Pero, al margen de los homicidios y de las desapariciones, los colectivos de búsqueda en México están enfrentando en este 2021 un hecho inusual: los ataques del crimen organizado hacia su activismo. Una línea roja que se ha traspasado en Guanajuato, donde el pasado 29 de mayo fue asesinado Javier Barajas Piña, de 27 años, quien buscaba a su hermana Guadalupe, y en otros estados, como Sonora, donde el pasado 15 de julio fue asesinada a tiros Aranza Ramos, que buscaba a su esposo Bryan Omar Celaya Alvarado, desaparecido en Guaymas. 
“Es algo que sí nos preocupa mucho”, admite Araceli Salcedo. “Siempre nos estamos monitoreando entre compañeras, pero claro que no estamos exentas de las amenazas ni del acoso. Por ejemplo, en Campo Grande, he recibido mensajes en los que me dicen que ya deje de estar chingando”. 
“Claro que es una situación que nos da miedo”, concede por su parte Luis Daniel. “La gente mala sabe qué es lo que hacemos, y quiénes somos. Por eso tratamos de ser discretos, no hablar de más, y cuidarnos mucho entre nosotros, aunque el miedo existe”.  

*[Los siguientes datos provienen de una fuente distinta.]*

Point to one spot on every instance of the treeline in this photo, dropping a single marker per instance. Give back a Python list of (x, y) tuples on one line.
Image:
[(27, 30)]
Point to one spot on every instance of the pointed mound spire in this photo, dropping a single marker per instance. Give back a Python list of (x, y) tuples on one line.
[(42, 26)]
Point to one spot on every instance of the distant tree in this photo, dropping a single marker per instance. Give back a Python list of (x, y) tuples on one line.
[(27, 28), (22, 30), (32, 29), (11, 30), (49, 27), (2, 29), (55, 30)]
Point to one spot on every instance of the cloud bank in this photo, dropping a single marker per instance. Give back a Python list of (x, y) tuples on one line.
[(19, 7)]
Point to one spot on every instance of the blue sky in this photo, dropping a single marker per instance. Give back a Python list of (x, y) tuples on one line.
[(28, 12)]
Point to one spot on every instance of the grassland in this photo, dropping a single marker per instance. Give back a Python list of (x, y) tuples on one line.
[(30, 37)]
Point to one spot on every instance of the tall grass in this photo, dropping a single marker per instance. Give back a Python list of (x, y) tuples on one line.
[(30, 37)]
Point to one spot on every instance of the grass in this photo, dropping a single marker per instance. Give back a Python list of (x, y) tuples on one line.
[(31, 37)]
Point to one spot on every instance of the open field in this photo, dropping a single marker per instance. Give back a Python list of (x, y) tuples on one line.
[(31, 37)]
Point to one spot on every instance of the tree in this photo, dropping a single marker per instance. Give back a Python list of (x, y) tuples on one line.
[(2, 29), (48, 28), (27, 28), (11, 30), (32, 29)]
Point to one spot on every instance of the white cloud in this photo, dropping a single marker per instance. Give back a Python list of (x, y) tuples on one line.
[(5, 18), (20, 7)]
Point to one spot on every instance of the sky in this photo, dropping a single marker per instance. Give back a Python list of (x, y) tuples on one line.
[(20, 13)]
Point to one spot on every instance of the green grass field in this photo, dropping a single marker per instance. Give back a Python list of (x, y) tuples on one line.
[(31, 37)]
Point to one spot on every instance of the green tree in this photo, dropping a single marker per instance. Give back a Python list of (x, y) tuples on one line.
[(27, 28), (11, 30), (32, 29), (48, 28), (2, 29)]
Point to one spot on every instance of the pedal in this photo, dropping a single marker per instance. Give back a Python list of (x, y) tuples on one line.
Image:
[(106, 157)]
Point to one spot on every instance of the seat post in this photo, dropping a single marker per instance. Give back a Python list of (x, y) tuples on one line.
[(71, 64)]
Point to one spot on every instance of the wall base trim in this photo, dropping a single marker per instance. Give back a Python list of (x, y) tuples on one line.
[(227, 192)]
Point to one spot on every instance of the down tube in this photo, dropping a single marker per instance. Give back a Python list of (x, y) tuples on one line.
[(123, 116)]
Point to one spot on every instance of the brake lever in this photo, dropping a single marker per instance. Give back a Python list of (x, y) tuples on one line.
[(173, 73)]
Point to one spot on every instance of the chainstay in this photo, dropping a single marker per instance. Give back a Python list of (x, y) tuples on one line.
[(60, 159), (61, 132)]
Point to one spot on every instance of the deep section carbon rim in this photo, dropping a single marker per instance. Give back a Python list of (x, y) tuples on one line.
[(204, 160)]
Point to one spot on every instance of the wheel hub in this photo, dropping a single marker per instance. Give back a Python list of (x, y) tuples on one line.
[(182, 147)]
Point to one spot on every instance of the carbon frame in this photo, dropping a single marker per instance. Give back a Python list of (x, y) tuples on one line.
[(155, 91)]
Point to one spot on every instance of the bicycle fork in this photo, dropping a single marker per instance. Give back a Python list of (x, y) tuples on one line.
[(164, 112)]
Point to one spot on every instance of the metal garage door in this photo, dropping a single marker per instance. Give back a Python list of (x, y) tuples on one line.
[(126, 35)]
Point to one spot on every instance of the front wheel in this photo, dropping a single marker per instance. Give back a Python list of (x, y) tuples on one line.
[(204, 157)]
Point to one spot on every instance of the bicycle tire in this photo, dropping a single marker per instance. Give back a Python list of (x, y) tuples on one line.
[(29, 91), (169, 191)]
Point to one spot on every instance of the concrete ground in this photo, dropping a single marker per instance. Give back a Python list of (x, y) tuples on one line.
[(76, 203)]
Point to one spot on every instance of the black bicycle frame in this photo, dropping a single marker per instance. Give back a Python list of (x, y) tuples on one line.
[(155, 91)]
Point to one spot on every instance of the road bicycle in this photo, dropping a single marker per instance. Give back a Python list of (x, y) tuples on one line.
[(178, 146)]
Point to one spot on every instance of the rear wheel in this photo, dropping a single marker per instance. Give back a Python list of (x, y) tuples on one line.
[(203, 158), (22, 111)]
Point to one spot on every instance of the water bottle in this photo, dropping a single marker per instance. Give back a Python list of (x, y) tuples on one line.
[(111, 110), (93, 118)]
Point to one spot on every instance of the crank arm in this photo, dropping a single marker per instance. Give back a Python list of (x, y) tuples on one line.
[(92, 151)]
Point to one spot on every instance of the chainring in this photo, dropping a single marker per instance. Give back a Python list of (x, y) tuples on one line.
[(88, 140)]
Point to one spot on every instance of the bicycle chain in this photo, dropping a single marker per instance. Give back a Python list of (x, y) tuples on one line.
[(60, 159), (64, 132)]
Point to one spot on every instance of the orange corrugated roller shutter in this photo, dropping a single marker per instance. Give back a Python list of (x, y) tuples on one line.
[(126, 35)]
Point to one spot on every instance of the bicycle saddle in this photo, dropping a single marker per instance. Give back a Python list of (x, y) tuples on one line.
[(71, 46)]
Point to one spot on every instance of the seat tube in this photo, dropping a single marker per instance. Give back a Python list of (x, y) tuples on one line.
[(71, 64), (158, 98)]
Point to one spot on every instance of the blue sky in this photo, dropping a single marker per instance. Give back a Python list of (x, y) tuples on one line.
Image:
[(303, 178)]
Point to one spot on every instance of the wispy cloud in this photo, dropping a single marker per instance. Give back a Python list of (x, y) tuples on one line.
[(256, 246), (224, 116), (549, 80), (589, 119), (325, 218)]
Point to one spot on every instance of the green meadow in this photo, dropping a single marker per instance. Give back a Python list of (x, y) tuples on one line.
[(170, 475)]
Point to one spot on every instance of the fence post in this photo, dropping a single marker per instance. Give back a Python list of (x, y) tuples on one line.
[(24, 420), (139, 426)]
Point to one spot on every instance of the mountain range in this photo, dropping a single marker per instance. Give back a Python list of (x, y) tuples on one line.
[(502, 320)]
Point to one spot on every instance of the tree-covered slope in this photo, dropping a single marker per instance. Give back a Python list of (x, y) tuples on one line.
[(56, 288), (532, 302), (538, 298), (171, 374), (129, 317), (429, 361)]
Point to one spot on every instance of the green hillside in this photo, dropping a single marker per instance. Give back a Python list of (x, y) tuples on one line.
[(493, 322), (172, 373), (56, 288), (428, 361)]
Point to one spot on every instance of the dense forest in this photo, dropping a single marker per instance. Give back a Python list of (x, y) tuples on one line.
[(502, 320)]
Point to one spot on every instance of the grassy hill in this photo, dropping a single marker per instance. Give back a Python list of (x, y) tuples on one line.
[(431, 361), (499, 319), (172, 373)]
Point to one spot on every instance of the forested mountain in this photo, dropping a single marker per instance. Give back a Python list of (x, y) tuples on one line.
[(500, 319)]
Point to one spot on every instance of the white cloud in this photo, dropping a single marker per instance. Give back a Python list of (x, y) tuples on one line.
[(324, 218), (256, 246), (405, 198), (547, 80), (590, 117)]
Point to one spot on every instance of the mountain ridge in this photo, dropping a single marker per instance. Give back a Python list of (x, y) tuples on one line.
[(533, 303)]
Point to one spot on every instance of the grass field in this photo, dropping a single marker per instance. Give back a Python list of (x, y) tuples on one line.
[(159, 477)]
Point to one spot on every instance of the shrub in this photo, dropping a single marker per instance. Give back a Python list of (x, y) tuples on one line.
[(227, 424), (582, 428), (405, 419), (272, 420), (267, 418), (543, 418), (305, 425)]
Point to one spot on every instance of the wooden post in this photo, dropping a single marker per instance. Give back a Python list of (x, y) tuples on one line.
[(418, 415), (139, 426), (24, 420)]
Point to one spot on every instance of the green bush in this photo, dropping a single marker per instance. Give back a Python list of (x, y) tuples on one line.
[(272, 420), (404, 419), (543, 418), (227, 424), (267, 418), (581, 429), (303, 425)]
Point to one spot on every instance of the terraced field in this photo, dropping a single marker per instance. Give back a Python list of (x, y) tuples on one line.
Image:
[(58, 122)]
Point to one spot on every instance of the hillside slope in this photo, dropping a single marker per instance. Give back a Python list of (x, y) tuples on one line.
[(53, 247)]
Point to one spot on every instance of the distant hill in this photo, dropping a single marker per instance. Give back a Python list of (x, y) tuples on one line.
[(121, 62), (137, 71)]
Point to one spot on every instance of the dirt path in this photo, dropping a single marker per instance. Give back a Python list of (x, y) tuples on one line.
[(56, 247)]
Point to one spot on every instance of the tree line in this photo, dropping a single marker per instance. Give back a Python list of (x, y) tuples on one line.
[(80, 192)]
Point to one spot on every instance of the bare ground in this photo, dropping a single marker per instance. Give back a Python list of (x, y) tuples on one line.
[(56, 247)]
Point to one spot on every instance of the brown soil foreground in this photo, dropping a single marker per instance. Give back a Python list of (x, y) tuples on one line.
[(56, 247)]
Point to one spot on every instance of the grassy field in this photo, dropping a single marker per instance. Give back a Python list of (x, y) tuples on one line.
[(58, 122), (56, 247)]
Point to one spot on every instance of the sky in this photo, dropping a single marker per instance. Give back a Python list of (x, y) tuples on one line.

Sin embargo, no tienen pensado detenerse. “Siempre he dicho que el amor hacia nuestros desaparecidos y la esperanza es más fuerte que el miedo”, hace hincapié Luis Daniel. “Eso es lo que nos hace venir todos los días a Campo Grande a buscar respuestas. Y así vamos a continuar, hasta que Dios lo permita”.